Previously published studies using survey methodology examined the drug information curriculum at schools of pharmacy in 2003 and 2004,10,11 but did not specifically identify how and when MLE skills were taught. A more recent evaluation of drug information curricula examined some aspects of MLE curricula, but not in depth.12 In this survey, most respondents (66%) noted an increased focus on evidence-based medicine in their curriculum within the previous 5 years.
Innovations in teaching MLE include incorporating active-learning strategies into lecture-based courses,13-15 providing course lecture material online rather than in the classroom,16 using rubrics to aid students in assessment of a given piece of literature,17,18 and requiring journal club participation during the advanced pharmacy practice experience (APPE) year.19 Innovations in assessment of student ability to master literature evaluation include repeated testing embedded within and throughout the curriculum,20 and assessment partway through the APPE year to measure long-term retention of previously-taught material.21 Distinguishing the standard of practice for MLE instruction and skill-building may give faculty members teaching the subject evidence on which to base curricular design.22 The purpose of this study was to determine how MLE is being taught across the United States and identify a variety of methods being used for teaching and assessing this skill.
METHODS
This study was designed as a cross-sectional analysis of data obtained from MLE instructors at US schools of pharmacy. An 18-question web-based survey instrument was developed and pilot tested by MLE faculty members at two different schools in the Pacific Northwest to refine questions, clarify wording, and estimate completion time. Participants were invited to answer all questions on the survey instrument and all responses were accepted.
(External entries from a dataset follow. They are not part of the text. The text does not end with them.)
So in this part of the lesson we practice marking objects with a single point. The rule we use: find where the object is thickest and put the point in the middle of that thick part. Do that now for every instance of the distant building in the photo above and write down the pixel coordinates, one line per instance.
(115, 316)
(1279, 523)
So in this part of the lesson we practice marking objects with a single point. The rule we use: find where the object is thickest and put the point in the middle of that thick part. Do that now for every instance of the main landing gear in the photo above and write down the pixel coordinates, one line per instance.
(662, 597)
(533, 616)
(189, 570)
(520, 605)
Three responses were open-ended to allow for thematic analysis. In addition to institutional demographic information regarding public vs private institutions and average class size, respondents were asked about where components of MLE were taught in their curriculum, who made up the team members (if the course was team-taught), and what active-learning strategies were used. The study protocol and survey was examined by the University of Washington Human Subjects Division and approved with exempt status.
In December 2013 and January 2014, attempts were made (using American Association of Colleges of Pharmacy (AACP) member data, institution directories, and networking with experiential education directors) to identify a single faculty member (to avoid duplication of responses) at each school whose primary responsibility was teaching MLE. Candidates were contacted via e-mail to confirm that they were the best person at the institution to respond to the survey. In late January 2014, all identified faculty members (n=120) were sent an e-mail announcement about the survey. One week later, the same individuals were sent an invitation and a link to the survey, with a reminder invitation sent one week afterward. The survey was open to participants for two weeks.
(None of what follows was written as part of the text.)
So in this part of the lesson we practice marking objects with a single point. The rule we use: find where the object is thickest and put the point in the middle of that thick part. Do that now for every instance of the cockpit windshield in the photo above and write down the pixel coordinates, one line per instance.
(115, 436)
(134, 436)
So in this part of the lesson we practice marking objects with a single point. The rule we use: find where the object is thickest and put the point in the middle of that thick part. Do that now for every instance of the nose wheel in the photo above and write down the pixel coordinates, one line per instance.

Most data were analyzed using descriptive statistics. If respondents stated their curriculum or teaching method was in the process of changing at the time of the survey, then the data were coded to reflect to the new curriculum. Data from the survey were compared to population data obtained from AACP enrollment data for the 2013/2014 academic year and the ACPE accreditation history for schools of pharmacy.23,24
Answers to the three open-ended questions were used to clarify and analyze answers to list questions. The open-ended questions also underwent analysis for theme identification.25 Using an iterative process, two of the authors independently identified common themes in the respondent statements, reconciled differences, improved theme descriptions, identified trigger words, and developed coding descriptions. A third author acted as verifying coder.26 Cohen’s kappa was used to determine the level of agreement between the 2 theme coders and verification coder. A kappa greater than 0.6 was considered satisfactory agreement in this analysis.27 One-way analysis of variance (ANOVA) was used to examine potential associations between the independent variables of class size and length of time instructor had been teaching the course, with the extent of active learning and method of assessment. All statistical analyses were done using R, v3.1.1 (R Foundation for Statistical Computing, Vienna, Austria).28
RESULTS
Ninety out of 127 schools (71%) responded to the survey. Contacts at seven schools could not be identified despite multiple communication attempts and were excluded from the survey invitation. Institutional data as reported by respondents are compared to data from the known population in Table 1. Two respondents did not indicate program length. Eighty-eight (98%) answered the question regarding how many years ago their school admitted its first class of students, with 15 (17%) institutions admitting their first class 0-5 years, 14 (16%) institutions admitting their first class 5-15 years, and 59 (67%) of institutions admitting their first class more than 15 years prior to the survey date. Twenty-one respondents indicated their program had a branch campus out of 29 such institutions nationally.24
Demographic Comparison of Responses with Known Population
Of the 90 respondents, most had doctoral degrees, with 72 (80%) of those in pharmacy (PharmD), 10 (11%) in research (PhD), two with both a PhD and PharmD degree, one with a PharmD and veterinary medicine degree (DVM), and one with a public health (DPH) degree. Two respondents had a master-level degree and 2 respondents a bachelor of pharmacy as their highest degree earned. Sixty-five (72%) of the respondents had completed a residency, of which 29 were drug information residencies or fellowships; 13 respondents completed 2 years of residency. Thirteen respondents had completed research fellowships. Eighty-eight (98%) answered the question regarding how many years they had been in charge of teaching medical literature evaluation at the institution—answers ranged from 0.2 to 40 years, with a mean of 8.6 years. Forty-three (49%) respondents had been in charge of the subject for 5 or fewer years, with 16 (18%), 13 (15%), 8 (9%), and 8 (9%) respondents indicating they had been in charge of the subject for 6-10, 11-15, 16-20, and more than 20 years, respectively.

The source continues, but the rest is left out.